The head of the School Superintendents of Alabama, which represents superintendents of school districts across the state, told AL.com that it wasn't clear why more than 33,000 laptops ordered by some school districts were stuck in customs, though it was apparently related to the Commerce Department's crackdown on imports made with forced labor.

Local officials are reportedly in talks with both of the state's U.S. senators, Doug Jones (D) and Richard ShelbyRichard Craig ShelbyThe Hill's Morning Report - Sponsored by Facebook - Republicans lawmakers rebuke Trump on election Senate to push funding bill vote up against shutdown deadline Senate GOP eyes early exit MORE (R), though at least one district was forced to cancel the order and pursue a different plan to get thousands of laptops before classes begin in September.


“We’re going to begin as safely as we can with as many protective measures as possible,” said Etowah County School Superintendent Alan Cosby. “This is just something we didn’t anticipate.”

“It’s just one more obstacle to overcome as we begin the school year,” he added.

The Commerce Department sanctioned 11 Chinese companies accused of using forced labor in the country's Xinjiang province in July, accusing the Chinese government at the time of promoting "the reprehensible practice of forced labor and abusive DNA collection and analysis schemes to repress its citizens."
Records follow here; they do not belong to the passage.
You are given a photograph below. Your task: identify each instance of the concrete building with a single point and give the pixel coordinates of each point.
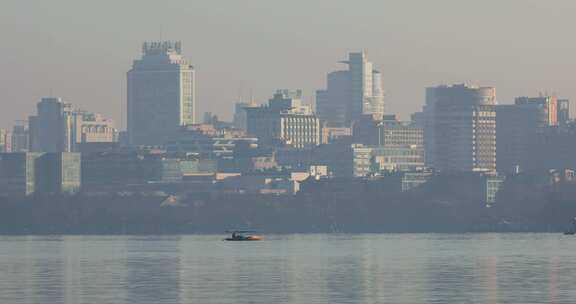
(47, 128)
(285, 121)
(563, 113)
(60, 173)
(396, 145)
(27, 173)
(460, 128)
(351, 93)
(59, 127)
(547, 106)
(18, 175)
(336, 134)
(522, 127)
(398, 157)
(240, 115)
(160, 94)
(344, 160)
(5, 141)
(20, 138)
(96, 129)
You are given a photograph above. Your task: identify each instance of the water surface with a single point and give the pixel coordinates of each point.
(363, 268)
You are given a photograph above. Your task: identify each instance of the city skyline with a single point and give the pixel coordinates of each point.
(411, 55)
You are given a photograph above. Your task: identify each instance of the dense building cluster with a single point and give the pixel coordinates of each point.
(285, 145)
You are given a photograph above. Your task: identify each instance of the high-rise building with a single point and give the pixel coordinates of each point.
(563, 113)
(20, 138)
(460, 128)
(26, 173)
(351, 93)
(547, 106)
(58, 127)
(240, 115)
(284, 121)
(5, 141)
(47, 132)
(160, 94)
(524, 127)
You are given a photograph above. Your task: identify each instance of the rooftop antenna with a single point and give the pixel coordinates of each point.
(251, 101)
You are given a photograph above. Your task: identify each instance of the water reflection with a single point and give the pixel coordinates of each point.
(518, 268)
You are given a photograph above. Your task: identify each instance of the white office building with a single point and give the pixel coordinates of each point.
(351, 93)
(161, 94)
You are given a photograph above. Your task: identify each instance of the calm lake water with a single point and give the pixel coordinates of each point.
(364, 268)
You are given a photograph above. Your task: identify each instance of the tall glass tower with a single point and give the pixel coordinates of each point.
(351, 93)
(160, 94)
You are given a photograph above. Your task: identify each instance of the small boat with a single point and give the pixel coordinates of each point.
(572, 230)
(243, 235)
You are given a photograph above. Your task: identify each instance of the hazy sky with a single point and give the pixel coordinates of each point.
(81, 50)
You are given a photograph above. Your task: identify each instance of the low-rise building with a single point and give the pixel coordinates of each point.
(285, 121)
(27, 173)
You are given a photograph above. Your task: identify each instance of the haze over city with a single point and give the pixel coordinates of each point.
(82, 50)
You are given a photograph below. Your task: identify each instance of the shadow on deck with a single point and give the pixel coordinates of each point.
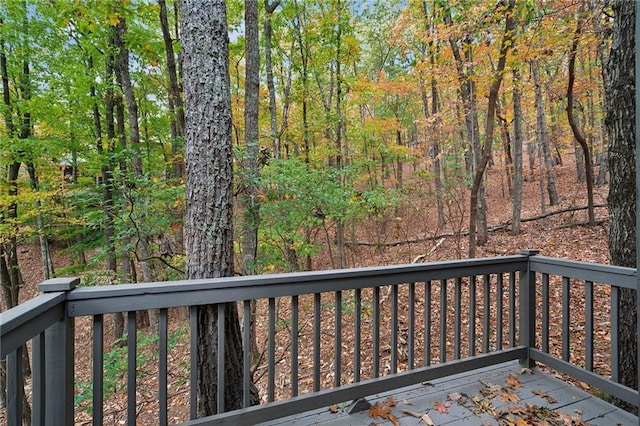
(504, 394)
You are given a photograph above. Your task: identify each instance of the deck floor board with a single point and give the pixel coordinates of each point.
(557, 395)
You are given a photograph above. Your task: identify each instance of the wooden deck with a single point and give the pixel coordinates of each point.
(499, 395)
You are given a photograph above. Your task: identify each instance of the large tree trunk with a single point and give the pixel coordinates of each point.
(620, 121)
(209, 223)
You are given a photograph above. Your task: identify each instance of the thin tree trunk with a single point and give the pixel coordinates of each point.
(516, 197)
(45, 254)
(176, 109)
(339, 136)
(546, 166)
(270, 7)
(577, 132)
(507, 42)
(248, 195)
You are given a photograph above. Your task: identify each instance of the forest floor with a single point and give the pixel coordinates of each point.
(409, 234)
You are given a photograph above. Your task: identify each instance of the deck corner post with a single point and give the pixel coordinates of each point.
(59, 360)
(527, 309)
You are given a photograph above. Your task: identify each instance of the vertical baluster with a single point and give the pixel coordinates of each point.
(38, 385)
(411, 328)
(271, 377)
(317, 299)
(294, 345)
(15, 387)
(565, 318)
(499, 310)
(337, 362)
(443, 320)
(357, 333)
(394, 328)
(98, 369)
(486, 316)
(615, 345)
(472, 315)
(220, 361)
(545, 313)
(131, 367)
(588, 327)
(193, 374)
(247, 350)
(163, 343)
(457, 326)
(512, 309)
(427, 323)
(376, 332)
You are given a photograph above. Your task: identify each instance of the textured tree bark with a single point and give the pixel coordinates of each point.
(516, 199)
(176, 109)
(476, 188)
(543, 139)
(575, 128)
(270, 7)
(468, 95)
(209, 225)
(620, 122)
(249, 186)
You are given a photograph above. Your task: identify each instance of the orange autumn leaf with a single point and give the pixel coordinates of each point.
(394, 420)
(507, 396)
(513, 382)
(440, 407)
(390, 402)
(379, 410)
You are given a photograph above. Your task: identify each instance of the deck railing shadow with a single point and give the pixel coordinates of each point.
(331, 337)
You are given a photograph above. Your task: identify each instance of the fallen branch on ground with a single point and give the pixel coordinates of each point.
(466, 232)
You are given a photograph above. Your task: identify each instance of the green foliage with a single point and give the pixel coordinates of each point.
(115, 365)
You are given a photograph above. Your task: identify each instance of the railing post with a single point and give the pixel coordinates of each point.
(527, 308)
(59, 360)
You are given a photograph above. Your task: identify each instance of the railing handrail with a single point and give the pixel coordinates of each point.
(52, 313)
(25, 321)
(617, 276)
(129, 297)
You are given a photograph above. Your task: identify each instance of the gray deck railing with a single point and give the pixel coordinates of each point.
(364, 330)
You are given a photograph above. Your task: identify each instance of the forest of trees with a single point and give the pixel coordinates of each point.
(346, 94)
(333, 103)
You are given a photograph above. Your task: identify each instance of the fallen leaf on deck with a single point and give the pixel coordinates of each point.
(425, 418)
(513, 382)
(411, 413)
(454, 396)
(390, 402)
(394, 420)
(379, 410)
(440, 407)
(507, 396)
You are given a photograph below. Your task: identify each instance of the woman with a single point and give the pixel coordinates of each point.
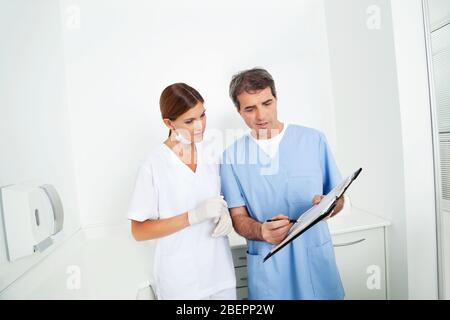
(177, 201)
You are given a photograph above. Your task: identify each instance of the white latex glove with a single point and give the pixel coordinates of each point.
(209, 209)
(224, 224)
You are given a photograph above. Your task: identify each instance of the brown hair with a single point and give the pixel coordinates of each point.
(176, 99)
(250, 81)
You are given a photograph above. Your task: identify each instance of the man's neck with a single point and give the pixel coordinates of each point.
(265, 134)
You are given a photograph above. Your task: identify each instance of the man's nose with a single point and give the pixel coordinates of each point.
(198, 125)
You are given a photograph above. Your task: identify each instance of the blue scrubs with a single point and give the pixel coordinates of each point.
(304, 167)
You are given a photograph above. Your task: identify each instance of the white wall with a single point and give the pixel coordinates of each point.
(368, 120)
(439, 12)
(417, 148)
(122, 54)
(34, 130)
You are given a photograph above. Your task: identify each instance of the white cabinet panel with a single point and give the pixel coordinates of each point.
(360, 257)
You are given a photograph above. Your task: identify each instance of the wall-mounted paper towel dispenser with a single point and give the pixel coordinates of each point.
(32, 214)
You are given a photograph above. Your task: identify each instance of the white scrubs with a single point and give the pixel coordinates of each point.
(188, 264)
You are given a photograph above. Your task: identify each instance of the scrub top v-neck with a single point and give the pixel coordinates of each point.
(188, 264)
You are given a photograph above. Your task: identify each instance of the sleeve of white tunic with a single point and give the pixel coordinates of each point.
(144, 201)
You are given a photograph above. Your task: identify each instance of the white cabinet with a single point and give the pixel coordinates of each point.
(361, 260)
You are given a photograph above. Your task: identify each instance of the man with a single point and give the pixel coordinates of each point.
(304, 171)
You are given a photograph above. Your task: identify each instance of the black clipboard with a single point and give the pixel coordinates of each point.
(316, 213)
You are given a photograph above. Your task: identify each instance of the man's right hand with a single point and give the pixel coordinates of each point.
(274, 232)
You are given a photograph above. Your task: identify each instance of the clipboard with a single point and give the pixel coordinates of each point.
(316, 213)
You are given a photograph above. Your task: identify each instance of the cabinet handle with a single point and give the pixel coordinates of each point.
(349, 243)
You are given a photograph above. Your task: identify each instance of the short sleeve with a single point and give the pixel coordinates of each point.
(330, 172)
(144, 204)
(230, 185)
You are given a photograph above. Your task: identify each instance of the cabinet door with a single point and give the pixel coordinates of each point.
(360, 257)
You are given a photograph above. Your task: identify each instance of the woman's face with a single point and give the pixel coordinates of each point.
(191, 124)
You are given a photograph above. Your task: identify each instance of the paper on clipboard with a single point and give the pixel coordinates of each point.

“This action will ensure that our goods and technologies are not used in the Chinese Communist Party’s despicable offensive against defenseless Muslim minority populations," added Secretary of Commerce Wilbur RossWilbur Louis RossTrump admin asks Supreme Court to fast-track excluding people in U.S. illegally from census Trump 'very happy' to allow TikTok to operate in US if security concerns resolved TikTok, WeChat to be banned Sunday from US app stores MORE at the time.

China's foreign ministry fired back, accusing the Trump administration of trying to "suppress Chinese companies, undermine the stability of Xinjiang, and smear China’s Xinjiang policies."